Le Premier ministre a assuré vouloir revoir les conditions d'attribution des aménagements de peine.

L'homme suspecté d'avoir poignardé à mort deux personnes à Londres, vendredi, a été identifié par les autorités.

De fait, le parcours d'Usman Khan, 28 ans, n'a pas manqué, hier, de rouvrir la polémique sur le suivi et la "déradicalisation" des "jihadistes de l'intérieur".

Selon des médias britanniques, il portait un bracelet électronique après avoir bénéficié d'une remise en liberté conditionnelle à la suite d'une condamnation pour terrorisme.

Remis en liberté conditionnelle en décembre 2018, Usman Khan a donc réussi à échapper à la surveillance britannique malgré les mesures de contrôle mises en place, suscitant l'interrogation de bon nombre de responsables politiques, dont le locataire du 10 Downing Street lui-même.

Que se passe-t-il en Tunisie?

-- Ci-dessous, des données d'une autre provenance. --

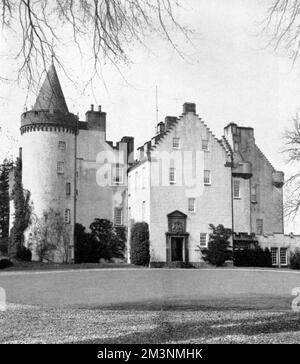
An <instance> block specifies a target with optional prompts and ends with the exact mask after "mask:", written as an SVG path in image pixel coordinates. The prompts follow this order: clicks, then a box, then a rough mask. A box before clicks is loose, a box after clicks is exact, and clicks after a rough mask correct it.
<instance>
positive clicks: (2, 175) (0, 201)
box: [0, 159, 13, 254]
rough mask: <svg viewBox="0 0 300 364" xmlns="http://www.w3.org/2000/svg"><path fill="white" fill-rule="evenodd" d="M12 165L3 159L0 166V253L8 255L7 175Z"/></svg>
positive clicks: (7, 211)
mask: <svg viewBox="0 0 300 364" xmlns="http://www.w3.org/2000/svg"><path fill="white" fill-rule="evenodd" d="M12 166H13V163H12V161H9V160H7V159H5V160H4V161H3V164H1V165H0V252H2V253H4V254H7V253H8V236H9V173H10V171H11V170H12Z"/></svg>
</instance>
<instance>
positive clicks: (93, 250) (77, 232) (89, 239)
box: [75, 224, 99, 263]
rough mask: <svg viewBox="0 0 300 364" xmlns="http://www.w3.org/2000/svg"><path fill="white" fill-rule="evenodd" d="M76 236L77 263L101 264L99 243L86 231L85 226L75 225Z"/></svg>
mask: <svg viewBox="0 0 300 364" xmlns="http://www.w3.org/2000/svg"><path fill="white" fill-rule="evenodd" d="M75 236H76V245H75V247H76V249H75V263H99V256H98V252H97V242H96V241H95V240H94V239H92V237H91V235H90V234H89V233H87V232H86V231H85V227H84V226H83V225H81V224H76V225H75Z"/></svg>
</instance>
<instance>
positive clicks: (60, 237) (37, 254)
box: [28, 209, 70, 263]
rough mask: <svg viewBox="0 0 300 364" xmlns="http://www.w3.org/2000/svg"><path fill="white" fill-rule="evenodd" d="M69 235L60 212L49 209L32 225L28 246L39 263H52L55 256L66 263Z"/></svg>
mask: <svg viewBox="0 0 300 364" xmlns="http://www.w3.org/2000/svg"><path fill="white" fill-rule="evenodd" d="M69 233H70V232H69V231H68V229H67V227H66V225H65V222H64V219H63V217H62V215H61V214H60V212H58V211H55V210H54V209H50V210H49V211H44V213H43V216H42V217H41V218H37V219H36V221H35V222H33V223H32V225H31V228H30V234H29V238H28V246H29V248H30V249H31V250H32V251H33V252H35V253H36V255H37V256H38V258H39V261H40V262H43V261H48V262H52V261H54V260H55V257H56V256H57V257H58V258H59V260H60V261H62V262H63V263H68V261H69V254H68V249H69V245H70V240H69Z"/></svg>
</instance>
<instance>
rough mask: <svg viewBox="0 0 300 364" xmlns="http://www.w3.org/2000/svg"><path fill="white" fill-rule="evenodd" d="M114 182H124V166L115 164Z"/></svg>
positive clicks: (119, 184)
mask: <svg viewBox="0 0 300 364" xmlns="http://www.w3.org/2000/svg"><path fill="white" fill-rule="evenodd" d="M112 183H113V184H116V185H120V184H123V183H124V168H123V166H120V165H115V166H113V170H112Z"/></svg>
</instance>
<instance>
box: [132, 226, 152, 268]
mask: <svg viewBox="0 0 300 364" xmlns="http://www.w3.org/2000/svg"><path fill="white" fill-rule="evenodd" d="M149 245H150V244H149V227H148V224H147V223H146V222H137V223H135V224H134V225H133V226H132V228H131V237H130V259H131V263H132V264H136V265H148V264H149V261H150V250H149Z"/></svg>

C'est alors qu'il attire l'attention des services de renseignements.

L'homme avait été condamné à 16 ans de prison pour son appartenance à un groupe qui avait voulu commettre un attentat à la bombe à la bourse de Londres, le London Stock Exchange, et établir un camp d'entraînement terroriste au Pakistan, d'après l'AFP. Mr.Justice Wilkie, comme il est surnommé Outre-Manche, note alors qu'Usman Khan est "un des plus sérieux djihadistes" de la cellule.

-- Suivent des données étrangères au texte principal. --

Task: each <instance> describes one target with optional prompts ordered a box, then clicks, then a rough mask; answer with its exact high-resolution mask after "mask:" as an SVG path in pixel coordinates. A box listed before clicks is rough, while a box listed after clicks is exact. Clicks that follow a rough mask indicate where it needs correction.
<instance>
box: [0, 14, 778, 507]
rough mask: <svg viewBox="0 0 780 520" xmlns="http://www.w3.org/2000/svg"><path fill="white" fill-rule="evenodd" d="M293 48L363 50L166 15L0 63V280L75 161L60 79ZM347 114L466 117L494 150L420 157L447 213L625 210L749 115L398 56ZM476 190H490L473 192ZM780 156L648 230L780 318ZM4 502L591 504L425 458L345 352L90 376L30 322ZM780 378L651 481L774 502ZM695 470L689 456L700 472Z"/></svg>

Le journal The Times, citant des sources gouvernementales, a précisé qu'il participait vendredi à une conférence organisée par l'université de Cambridge sur la réhabilitation des prisonniers dans le Fishmonger's Hall, un bâtiment à l'extrémité nord du London Bridge où l'attaque a commencé d'après la police.

"Quel privilège de vivre dans un pays où de simples passants sont si incroyablement courageux", a applaudi l'archevêque de Canterbury, qui voit dans cet exemple un moyen pour la population d'être "unie" au-delà des "différends" générés par les élections législatives qui se tiendront le 12 décembre.

Le Premier ministre Boris Johnsona annoncé avoir souligné "depuis longtemps" que "c'est une erreur de permettre aux criminels violents de sortir de prison de manière anticipée".

"Après tout événement de ce genre, il doit y avoir - et il y a toujours - une évaluation complète et une tentative de tirer les leçons", a déclaré le secrétaire d'État chargé de la Sécurité, Brandon Lewis, sur la BBC. Il n'empêche qu'il était déjà considéré comme "plus radicalisé" que les autres. "C'est une attaque contre chacun d'entre nous", a-t-il lancé remarquant que "ceux qui veulent nous réduire au silence ne réussiront pas". Évoquant "un désastre total", le chef de l'opposition travailliste, Jeremy Corbyn, a exigé une "enquête approfondie" sur le fonctionnement du système pénal. Selon le dernier sondage publié par YouGov le 27 novembre, les conservateurs l'emporteraient avec 359 sièges (43% des suffrages), loin devant les travaillistes (211 sièges, 32% des voix).